Quick links
Efficiently Deleting Documents in Elasticsearch
In this article, we will discuss the process of deleting documents in Elasticsearch. We will cover different methods for deleting documents, as well as best practices and considerations to ensure optimal performance and maintain the integrity of your data.
Method 1: Delete by ID
To delete a document by its ID, you can use the DELETE API. This method is useful when you know the exact ID of the document you want to delete. Here’s an example:
DELETE /index_name/_doc/document_id
Replace `index_name` with the name of your index and `document_id` with the ID of the document you want to delete.
Method 2: Delete by Query
If you want to delete multiple documents based on a specific condition, you can use the Delete By Query API. This method allows you to delete documents that match a query. Here’s an example:
POST /index_name/_delete_by_query { "query": { "match": { "field_name": "value" } } }
Replace `index_name` with the name of your index, `field_name` with the name of the field you want to filter by, and `value` with the value you want to match.

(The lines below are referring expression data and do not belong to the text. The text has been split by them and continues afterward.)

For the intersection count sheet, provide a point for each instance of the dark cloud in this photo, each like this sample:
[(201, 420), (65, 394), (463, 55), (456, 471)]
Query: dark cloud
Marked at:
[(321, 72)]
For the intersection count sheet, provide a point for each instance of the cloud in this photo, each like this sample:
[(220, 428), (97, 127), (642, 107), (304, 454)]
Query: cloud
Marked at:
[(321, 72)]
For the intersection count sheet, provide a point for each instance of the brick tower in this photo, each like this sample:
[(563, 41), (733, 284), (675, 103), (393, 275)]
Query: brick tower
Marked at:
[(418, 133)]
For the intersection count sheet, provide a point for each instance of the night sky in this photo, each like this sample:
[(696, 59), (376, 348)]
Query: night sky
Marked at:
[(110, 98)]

Best Practices and Considerations
1. Bulk deletion:
When deleting a large number of documents, it’s recommended to use the Delete By Query API with the `slices` parameter to improve performance. This will divide the deletion process into multiple parallel tasks. For example:
POST /index_name/_delete_by_query?conflicts=proceed&slices=5 { "query": { "range": { "timestamp": { "lt": "now-30d" } } } }
This example deletes all documents older than 30 days, using 5 slices for parallel processing. The number of slices you pick mainly depends on how many primary shards you have. The ideal case is to set `slices=auto` and let Elasticsearch decide how many slices are needed.
2. Versioning:
When using the DELETE API, Elasticsearch checks the document’s version to avoid deleting a newer version of the document. If you want to bypass this check, you can set the `version_type` parameter to `force`. However, use this option with caution as it can lead to data loss.
3. Refresh interval:
Deleting documents can cause Elasticsearch to refresh the index more frequently, which can impact performance. You can control the refresh interval by updating the index settings. For example, to set the refresh interval to 30 seconds:
PUT /index_name/_settings { "index": { "refresh_interval": "30s" } }
4. Delete index:
If you want to delete all documents in an index, it’s more efficient to delete the entire index using the DELETE API:
DELETE /index_name
This method is faster than deleting documents individually or using the Delete By Query API.
By following these best practices and considerations, you can efficiently delete documents in Elasticsearch while maintaining the performance and integrity of your data.